After 25 years of blatantly ignoring the massacres in Timor, the imperialist powers suddenly seem to be experiencing a tugging at their heart-strings and have embarked on the umpteenth humanitarian mission. This time it is headed by the Australian bourgeoisie, which has staked a claim to the right to extract oil from Timorese waters, for which it has a regular contract... with Indonesia. Meanwhile, China, India and Japan are mysteriously silent confronted with all these movements of foreign navies in their territorial waters. It is evidently an inter-imperialist confrontation in which the role assigned in this drama to the poverty stricken populations of the small equatorial island of East Timor, whether they like it or not, is bound to be that of hostage and sacrificial victim.

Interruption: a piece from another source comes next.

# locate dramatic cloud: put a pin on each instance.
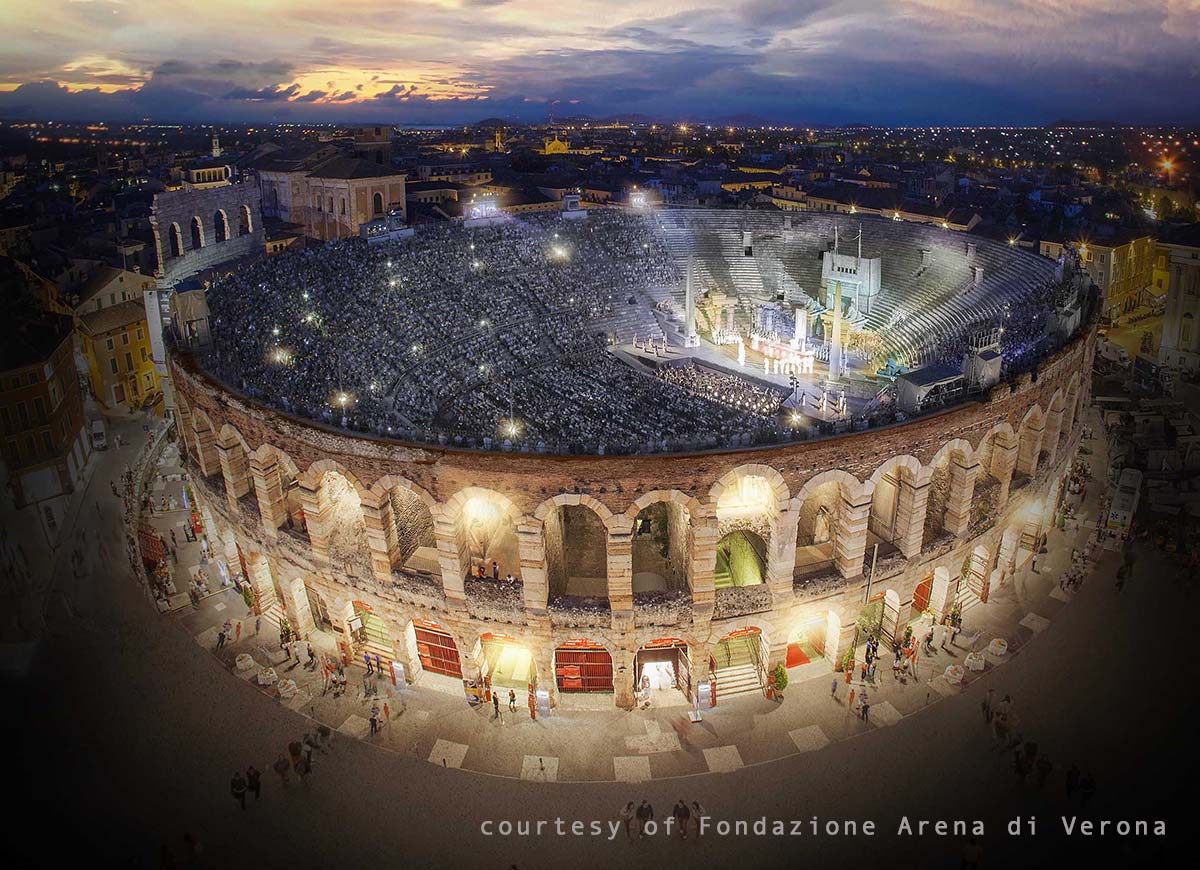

But if giving up Timor might let the genie out of the bottle and lead to other secessions, what the Indonesian, and global, bourgeoisie really fear is that the proletariat in the main islands will revolt against a common oppression; against the real enemy constituted by the Indonesian possessing class and its state, whether democratic or whatever other form it takes.
If the social revolt was never really going to take off in the middle of the jungle or amidst the emerald waters of a coral lagoon, what is certain is that a reborn Indonesian workers' and communist movement will never gather up the banners of bourgeois irredentism and the indivisibility of any country, unless it would make itself the successor of the dirty enterprises of General Wiranto. Only the victory of the proletariat will manage to be both avenger and liberator from so many and such cruel oppressions.